[Numpy-discussion] un-silencing Numpy's deprecation warnings

Robert Kern robert.kern at gmail.com
Tue May 22 06:06:50 EDT 2012

On Tue, May 22, 2012 at 9:27 AM, Nathaniel Smith <njs at pobox.com> wrote:
> So starting in Python 2.7 and 3.2, the Python developers have made
> DeprecationWarnings invisible by default:
>  http://docs.python.org/whatsnew/2.7.html#the-future-for-python-2-x
>  http://mail.python.org/pipermail/stdlib-sig/2009-November/000789.html
>  http://bugs.python.org/issue7319
> The only way to see them is to explicitly request them by running
> Python with -Wd.
> The logic seems to be that between the end-of-development for 2.7 and
> the moratorium on 3.2 changes, there were a *lot* of added
> deprecations that were annoying people, and deprecations in the Python
> stdlib mean "this code is probably sub-optimal but it will still
> continue to work indefinitely".

That's not quite it, I think, since this change was also made in
Python 3.2 and will remain for all future versions of Python.
DeprecationWarning *is* used for things that will definitely be going
away, not just things that are no longer recommended but will continue
to live. Note that the 3.2 moratorium was for changes to the language
proper. The point was to encourage stdlib development, including the
removal of deprecated code. It was not a moratorium on removing
deprecated things. The silencing discussion just came up first in a
discussion on the moratorium.

The main problem they were running into was that the people who saw
these warnings the most were not people directly using the deprecated
features; they were users of packages written by third parties that
used the deprecated features. Those people can't do anything to fix
the problem, and many of them think that something is broken when they
see the warning (I don't know why people do this, but they do).
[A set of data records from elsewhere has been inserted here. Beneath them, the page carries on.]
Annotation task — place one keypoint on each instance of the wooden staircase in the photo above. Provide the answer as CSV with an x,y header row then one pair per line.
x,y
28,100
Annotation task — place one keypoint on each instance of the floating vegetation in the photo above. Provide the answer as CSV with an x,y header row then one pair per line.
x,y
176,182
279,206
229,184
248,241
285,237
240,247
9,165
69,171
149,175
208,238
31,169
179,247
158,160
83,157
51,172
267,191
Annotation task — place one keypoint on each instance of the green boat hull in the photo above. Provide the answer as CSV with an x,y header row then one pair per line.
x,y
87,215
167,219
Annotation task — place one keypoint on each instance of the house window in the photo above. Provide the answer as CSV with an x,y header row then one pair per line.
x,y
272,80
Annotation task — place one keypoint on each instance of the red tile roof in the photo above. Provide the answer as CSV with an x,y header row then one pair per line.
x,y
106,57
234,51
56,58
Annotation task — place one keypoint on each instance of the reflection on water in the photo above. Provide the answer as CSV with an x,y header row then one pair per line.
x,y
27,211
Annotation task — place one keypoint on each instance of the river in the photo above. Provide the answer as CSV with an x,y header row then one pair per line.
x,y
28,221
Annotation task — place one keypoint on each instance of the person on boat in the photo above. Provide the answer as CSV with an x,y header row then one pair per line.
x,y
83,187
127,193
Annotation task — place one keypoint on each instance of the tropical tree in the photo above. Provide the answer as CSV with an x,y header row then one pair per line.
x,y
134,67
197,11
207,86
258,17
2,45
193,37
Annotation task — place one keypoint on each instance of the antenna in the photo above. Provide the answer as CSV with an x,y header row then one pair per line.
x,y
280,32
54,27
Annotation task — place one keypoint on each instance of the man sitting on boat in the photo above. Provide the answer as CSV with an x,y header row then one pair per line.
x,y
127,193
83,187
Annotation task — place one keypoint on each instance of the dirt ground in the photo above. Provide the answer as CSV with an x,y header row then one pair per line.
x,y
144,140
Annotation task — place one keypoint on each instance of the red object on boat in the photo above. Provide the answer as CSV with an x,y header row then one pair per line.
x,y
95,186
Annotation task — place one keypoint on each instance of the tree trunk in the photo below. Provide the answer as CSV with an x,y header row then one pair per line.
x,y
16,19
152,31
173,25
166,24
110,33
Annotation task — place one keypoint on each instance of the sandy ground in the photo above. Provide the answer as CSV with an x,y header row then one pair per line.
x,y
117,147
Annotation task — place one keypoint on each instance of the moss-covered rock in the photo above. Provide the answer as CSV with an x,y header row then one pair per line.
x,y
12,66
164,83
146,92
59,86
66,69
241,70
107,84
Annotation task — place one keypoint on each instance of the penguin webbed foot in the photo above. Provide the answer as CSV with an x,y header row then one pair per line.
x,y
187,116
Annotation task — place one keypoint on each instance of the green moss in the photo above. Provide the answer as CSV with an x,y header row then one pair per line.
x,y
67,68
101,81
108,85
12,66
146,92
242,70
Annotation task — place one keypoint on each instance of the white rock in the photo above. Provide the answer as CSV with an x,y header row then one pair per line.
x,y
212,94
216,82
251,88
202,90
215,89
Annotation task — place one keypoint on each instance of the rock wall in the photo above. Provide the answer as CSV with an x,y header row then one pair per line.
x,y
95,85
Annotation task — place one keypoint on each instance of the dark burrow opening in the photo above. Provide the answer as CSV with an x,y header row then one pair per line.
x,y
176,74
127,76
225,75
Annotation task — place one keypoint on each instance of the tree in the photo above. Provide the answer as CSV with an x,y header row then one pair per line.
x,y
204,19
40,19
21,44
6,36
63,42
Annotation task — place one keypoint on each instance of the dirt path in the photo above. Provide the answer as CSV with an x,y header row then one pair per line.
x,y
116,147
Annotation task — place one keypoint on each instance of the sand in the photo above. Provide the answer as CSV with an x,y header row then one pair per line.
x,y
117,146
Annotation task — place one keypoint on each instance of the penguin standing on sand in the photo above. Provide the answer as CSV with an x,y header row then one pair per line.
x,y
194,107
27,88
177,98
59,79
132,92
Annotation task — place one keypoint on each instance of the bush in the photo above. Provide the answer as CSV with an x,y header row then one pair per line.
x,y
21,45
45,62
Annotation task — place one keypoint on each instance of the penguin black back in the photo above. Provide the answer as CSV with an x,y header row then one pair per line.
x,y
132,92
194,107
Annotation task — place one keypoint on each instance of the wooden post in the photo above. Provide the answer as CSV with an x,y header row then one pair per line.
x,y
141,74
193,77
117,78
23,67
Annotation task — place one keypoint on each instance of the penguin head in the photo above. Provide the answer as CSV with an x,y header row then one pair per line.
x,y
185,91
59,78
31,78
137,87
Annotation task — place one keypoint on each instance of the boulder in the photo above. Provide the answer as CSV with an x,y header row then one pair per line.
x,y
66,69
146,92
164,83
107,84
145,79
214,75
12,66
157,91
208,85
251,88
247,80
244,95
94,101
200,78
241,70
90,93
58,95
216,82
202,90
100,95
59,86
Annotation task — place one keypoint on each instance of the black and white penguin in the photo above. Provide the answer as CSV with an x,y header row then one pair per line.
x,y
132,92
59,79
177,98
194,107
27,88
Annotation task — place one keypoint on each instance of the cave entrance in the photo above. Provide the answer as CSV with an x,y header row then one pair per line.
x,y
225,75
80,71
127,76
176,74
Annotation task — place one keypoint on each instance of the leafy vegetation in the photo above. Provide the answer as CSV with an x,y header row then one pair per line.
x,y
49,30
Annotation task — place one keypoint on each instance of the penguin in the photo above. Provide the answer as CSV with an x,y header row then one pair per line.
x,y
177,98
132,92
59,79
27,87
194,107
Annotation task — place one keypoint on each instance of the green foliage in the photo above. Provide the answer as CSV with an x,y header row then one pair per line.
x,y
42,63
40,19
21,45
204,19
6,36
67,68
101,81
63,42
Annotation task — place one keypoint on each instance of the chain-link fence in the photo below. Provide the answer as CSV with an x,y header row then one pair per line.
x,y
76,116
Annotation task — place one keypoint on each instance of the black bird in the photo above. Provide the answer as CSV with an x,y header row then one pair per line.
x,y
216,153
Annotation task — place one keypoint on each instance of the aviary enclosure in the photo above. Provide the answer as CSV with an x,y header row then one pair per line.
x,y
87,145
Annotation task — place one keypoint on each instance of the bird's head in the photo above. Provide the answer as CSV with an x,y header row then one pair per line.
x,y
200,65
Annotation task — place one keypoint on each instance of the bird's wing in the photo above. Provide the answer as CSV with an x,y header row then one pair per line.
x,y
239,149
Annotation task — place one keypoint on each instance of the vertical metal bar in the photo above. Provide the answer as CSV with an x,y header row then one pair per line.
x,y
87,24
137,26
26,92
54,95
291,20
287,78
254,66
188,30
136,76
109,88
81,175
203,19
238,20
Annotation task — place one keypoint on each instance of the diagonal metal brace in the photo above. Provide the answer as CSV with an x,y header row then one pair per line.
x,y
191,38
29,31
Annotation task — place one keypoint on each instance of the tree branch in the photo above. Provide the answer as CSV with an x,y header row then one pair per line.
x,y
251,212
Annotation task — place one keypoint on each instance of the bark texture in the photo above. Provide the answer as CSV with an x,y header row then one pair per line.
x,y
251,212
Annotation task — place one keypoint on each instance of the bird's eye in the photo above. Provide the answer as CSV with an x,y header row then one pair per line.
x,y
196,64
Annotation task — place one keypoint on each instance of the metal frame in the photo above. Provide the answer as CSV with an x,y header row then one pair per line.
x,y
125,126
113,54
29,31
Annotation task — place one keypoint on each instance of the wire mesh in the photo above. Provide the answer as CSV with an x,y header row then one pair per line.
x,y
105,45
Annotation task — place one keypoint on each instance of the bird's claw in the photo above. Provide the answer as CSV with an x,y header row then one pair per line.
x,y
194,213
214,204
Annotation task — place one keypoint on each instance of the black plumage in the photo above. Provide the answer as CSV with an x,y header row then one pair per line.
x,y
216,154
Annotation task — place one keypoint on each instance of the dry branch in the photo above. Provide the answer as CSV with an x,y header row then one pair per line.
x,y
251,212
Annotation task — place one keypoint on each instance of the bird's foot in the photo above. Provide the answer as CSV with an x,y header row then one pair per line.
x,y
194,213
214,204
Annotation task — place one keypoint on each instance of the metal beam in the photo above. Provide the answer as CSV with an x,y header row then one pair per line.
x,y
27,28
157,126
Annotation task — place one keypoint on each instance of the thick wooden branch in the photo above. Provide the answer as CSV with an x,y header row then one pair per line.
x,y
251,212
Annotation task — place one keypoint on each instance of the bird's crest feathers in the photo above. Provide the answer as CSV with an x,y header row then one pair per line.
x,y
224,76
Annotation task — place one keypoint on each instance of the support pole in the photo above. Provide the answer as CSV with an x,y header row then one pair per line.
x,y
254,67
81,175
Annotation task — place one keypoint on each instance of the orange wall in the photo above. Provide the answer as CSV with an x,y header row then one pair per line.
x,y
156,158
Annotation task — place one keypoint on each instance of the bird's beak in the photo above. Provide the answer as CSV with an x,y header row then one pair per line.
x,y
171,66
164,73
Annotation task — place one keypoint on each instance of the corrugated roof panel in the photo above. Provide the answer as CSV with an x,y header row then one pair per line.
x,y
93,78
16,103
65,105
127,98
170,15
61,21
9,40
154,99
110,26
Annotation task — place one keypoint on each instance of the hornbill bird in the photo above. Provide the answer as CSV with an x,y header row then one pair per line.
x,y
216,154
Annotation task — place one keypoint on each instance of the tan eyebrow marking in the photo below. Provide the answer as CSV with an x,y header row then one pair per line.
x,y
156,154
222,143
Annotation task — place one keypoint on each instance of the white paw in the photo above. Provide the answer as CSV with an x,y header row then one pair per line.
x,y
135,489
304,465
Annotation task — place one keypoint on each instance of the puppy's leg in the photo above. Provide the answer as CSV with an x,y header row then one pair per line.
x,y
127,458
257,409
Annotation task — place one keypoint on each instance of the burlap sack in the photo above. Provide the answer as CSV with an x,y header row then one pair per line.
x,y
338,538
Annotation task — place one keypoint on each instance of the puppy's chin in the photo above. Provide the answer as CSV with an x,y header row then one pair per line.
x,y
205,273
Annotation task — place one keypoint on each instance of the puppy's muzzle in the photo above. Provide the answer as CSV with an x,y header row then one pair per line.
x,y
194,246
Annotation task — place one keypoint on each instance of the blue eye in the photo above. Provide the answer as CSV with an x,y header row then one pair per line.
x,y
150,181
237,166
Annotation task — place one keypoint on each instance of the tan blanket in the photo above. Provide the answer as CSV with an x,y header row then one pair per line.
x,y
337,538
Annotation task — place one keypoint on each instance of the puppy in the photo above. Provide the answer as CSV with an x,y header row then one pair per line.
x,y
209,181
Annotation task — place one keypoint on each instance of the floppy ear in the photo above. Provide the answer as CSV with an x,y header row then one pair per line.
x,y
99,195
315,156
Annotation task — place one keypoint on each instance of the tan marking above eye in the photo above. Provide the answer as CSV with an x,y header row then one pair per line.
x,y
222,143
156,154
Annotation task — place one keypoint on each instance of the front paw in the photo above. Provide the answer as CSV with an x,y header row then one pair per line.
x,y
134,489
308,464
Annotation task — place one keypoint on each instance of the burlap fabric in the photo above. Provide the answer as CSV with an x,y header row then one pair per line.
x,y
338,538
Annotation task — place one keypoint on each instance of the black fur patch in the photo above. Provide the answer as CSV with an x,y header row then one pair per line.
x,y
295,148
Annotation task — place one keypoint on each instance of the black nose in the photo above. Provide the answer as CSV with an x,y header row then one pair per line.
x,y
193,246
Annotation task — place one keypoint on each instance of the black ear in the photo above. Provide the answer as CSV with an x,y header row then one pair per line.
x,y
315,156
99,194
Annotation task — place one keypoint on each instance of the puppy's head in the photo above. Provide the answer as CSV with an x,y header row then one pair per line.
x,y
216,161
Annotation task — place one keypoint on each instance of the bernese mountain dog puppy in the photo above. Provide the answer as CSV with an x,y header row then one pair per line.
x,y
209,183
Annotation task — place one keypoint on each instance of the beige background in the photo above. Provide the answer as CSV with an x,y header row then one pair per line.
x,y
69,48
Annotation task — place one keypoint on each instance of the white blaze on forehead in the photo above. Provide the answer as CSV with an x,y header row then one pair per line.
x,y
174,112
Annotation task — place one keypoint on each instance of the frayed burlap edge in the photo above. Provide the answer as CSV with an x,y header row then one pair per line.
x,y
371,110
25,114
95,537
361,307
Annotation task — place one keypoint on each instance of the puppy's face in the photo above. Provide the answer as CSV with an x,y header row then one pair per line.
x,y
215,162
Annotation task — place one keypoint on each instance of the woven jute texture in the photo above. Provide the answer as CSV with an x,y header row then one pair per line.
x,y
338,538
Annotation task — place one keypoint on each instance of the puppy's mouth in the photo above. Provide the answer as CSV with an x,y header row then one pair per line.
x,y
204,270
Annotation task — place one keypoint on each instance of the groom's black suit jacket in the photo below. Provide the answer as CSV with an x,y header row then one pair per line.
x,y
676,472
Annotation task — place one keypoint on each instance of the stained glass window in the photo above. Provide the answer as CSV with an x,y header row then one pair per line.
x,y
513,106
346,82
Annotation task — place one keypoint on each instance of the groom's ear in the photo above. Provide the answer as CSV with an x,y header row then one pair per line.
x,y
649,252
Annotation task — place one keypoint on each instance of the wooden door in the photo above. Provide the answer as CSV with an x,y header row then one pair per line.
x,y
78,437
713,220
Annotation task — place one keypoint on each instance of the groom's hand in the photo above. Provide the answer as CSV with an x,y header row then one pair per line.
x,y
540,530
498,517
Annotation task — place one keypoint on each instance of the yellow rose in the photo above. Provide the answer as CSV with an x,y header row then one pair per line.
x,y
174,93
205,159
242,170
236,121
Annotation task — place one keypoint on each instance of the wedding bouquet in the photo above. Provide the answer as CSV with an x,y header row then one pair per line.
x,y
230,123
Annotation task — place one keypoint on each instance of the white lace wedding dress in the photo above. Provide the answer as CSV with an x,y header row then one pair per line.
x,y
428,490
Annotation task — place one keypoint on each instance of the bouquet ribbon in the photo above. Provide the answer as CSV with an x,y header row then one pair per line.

This
problem is exacerbated by the standard library's position as a
standard library. It's at the base of everyone's stack so these
indirect effects are quite frequent, quite possibly the majority case.
Users would use a newer version of Python library than the third party
developer tested on and see these errors instead of the developer.

I think this concern is fairly general and applies to numpy nearly as
much as it does the standard library. It is at the bottom of many
people's stacks. Someone calling matplotlib.pyplot.plot() should not
see a DeprecationWarning from numpy.

> So they consider that deprecation
> warnings are like a lint tool for conscientious developers who
> remember to test their code with -Wd, but not something to bother
> users with.
> In Numpy, the majority of our users are actually (relatively
> unsophisticated) developers,

Whether they sometimes wear a developer hat or not isn't the relevant
distinction. The question to ask is, "Are they the ones writing the
code that directly uses the deprecated features?"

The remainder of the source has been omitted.